Il est 19 heures passées. Les équipes ont passé la journée à arbitrer des priorités commerciales, à sécuriser des contrats, à gérer des urgences bien concrètes. Dans ce contexte, l’énergie arrive souvent en fin de pile. Non par désintérêt, mais par manque de temps, de bande passante et parfois de clarté. Résultat, les décisions énergétiques sont repoussées, oubliées ou laissées aux mains de nos vieux réflexes ou vieilles habitudes.
Ce fonctionnement est compréhensible. Mais il est aussi coûteux.
L’inaction énergétique, ce coût invisible
L’énergie n’est plus une charge stable que l’on subit passivement. Elle est devenue une variable mouvante, exposée aux marchés, aux taxes, aux régulations et aux crises géopolitiques. En 2026, continuer à gérer ce sujet “quand on aura le temps” revient à accepter une forme de pilotage à vue. Et dans un environnement instable, ce choix est rarement synonyme de performance.
Nous avons constaté que 85% des entreprisent ne renégocient pas leurs contrats énergétiques avant plusieurs années, parfois cinq ou plus. Pendant ce temps, les conditions de marché évoluent, les opportunités passent, et les surcoûts s’installent. L’inaction devient alors la ligne budgétaire la plus chère de toutes, précisément parce qu’elle n’apparaît nulle part.
Anticiper plutôt que subir : pourquoi attendre la prochaine crise est un pari perdant
La question n’est plus de savoir si une nouvelle crise énergétique surviendra, mais quand. Attendre qu’elle arrive pour agir, c’est accepter que la stratégie soit dictée par l’urgence. Dans ces moments-là, on ne choisit pas. On subit.

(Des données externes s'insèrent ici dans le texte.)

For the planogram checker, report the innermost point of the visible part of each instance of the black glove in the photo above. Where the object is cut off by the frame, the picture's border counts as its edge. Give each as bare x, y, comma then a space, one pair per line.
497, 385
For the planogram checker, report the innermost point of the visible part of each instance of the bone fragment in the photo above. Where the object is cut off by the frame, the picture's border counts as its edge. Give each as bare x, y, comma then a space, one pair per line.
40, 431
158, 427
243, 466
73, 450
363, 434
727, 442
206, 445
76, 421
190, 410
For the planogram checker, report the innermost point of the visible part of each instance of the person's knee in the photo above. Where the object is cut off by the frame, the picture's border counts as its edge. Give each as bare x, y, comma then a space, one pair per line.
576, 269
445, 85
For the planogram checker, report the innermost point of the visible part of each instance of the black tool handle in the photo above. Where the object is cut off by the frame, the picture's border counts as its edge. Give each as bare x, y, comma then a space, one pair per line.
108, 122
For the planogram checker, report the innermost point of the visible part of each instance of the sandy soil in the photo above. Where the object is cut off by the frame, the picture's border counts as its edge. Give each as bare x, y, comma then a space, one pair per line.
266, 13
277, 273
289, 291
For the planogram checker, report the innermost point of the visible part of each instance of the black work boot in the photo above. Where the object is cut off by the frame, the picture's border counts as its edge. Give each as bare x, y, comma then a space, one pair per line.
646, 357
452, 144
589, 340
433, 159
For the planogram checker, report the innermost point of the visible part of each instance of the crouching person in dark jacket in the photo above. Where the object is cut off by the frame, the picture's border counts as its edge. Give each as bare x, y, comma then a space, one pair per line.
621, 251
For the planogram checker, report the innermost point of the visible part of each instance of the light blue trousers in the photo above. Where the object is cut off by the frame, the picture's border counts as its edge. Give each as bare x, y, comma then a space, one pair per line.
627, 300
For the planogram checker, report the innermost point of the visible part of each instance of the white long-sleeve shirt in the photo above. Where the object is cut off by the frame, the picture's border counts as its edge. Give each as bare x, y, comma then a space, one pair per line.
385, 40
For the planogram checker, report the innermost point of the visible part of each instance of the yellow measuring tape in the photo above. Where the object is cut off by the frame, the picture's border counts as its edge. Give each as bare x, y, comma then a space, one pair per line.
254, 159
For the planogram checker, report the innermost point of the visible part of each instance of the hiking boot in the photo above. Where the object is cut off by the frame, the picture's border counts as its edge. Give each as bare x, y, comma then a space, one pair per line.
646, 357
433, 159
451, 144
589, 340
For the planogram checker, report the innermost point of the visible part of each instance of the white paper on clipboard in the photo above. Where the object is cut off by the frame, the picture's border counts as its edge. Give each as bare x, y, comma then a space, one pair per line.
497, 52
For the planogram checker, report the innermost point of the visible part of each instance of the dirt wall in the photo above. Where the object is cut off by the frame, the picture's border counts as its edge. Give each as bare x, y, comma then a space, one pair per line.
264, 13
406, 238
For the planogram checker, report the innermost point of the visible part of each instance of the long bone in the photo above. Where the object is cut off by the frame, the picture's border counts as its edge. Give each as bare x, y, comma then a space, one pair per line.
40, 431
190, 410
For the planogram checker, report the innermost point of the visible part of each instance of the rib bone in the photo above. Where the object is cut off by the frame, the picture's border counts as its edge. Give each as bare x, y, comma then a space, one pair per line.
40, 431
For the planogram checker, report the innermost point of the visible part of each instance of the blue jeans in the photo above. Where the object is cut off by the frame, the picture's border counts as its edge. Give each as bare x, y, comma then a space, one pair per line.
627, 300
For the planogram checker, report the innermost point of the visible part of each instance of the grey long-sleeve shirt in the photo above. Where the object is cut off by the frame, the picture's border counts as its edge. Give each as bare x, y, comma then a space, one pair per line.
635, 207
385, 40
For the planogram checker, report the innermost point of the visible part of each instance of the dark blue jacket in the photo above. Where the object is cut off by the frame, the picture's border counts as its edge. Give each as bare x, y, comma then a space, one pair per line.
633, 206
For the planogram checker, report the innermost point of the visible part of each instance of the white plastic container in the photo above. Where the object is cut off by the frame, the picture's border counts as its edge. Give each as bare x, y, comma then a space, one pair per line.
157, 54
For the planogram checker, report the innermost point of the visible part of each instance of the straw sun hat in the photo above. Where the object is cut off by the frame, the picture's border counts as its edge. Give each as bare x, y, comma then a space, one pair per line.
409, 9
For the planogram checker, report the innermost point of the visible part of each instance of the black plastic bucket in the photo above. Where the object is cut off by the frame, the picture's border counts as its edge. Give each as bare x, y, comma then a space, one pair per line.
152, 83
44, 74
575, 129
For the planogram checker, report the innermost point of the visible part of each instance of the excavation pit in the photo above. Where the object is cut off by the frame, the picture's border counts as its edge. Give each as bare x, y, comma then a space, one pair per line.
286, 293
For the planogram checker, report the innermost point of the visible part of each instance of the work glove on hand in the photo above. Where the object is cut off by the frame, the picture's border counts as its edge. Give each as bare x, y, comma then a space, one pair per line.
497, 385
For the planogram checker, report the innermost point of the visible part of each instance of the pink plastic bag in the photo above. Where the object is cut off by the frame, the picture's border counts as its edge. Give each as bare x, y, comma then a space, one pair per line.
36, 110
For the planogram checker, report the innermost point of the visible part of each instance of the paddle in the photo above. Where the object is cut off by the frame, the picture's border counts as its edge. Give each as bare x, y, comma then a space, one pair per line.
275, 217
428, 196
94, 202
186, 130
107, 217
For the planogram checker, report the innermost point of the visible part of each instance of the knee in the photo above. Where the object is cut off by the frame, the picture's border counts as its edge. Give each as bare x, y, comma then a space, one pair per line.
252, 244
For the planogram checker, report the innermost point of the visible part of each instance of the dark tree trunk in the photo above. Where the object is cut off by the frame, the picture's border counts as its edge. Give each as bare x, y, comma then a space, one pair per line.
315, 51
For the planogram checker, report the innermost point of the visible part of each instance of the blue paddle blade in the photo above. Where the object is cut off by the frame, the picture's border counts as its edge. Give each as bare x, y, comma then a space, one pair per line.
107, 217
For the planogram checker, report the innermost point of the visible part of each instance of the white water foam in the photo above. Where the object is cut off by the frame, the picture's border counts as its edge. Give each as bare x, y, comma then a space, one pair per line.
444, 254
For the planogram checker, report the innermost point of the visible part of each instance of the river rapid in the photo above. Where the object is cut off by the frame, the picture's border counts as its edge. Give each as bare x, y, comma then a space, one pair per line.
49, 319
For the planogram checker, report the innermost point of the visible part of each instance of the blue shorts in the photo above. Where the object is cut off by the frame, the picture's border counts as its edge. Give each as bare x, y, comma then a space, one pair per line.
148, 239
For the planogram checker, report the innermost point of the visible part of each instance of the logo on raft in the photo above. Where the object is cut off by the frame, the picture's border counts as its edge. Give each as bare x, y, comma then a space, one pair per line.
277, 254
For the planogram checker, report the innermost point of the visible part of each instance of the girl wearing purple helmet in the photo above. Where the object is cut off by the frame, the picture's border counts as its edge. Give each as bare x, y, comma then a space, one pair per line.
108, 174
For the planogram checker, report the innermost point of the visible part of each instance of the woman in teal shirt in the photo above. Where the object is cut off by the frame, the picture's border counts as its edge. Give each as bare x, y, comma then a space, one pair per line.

À l’inverse, les entreprises qui anticipent reprennent la main. Elles prennent des décisions à froid et construisent une trajectoire cohérente avec leur activité. L’anticipation n’est pas une posture prudente, c’est un levier de compétitivité.
Factures, taxes, volatilité : quand l’énergie devient un adversaire économique
Chaque année, la facture énergétique grimpe un peu plus. Prix de l’énergie, fiscalité, frais annexes, mécanismes de marché, tout concourt à transformer un poste longtemps secondaire en véritable sujet de direction générale.
Beaucoup d’entreprises constatent la hausse sans réellement l’attaquer. Elles réagissent... Pourtant, comprendre la mécanique des coûts, identifier ce qui relève du marché et ce qui relève de choix internes, permet déjà de sortir d’une logique défensive. L’énergie cesse alors d’être une fatalité pour redevenir un sujet de décision.
Des économies réelles sans investissements lourds : un mythe ?
Contrairement à une idée tenace, la transition énergétique ne commence pas nécessairement par de lourds investissements. Dans de nombreux cas, des économies significatives peuvent être réalisées grâce à des actions simples, rapides et concrètes.
Jusqu’à 30 % d’économies sont parfois accessibles en optimisant l’existant, à condition de savoir où regarder, quoi prioriser et dans quel ordre agir. Sans accompagnement, ces leviers restent invisibles ou sous-exploités.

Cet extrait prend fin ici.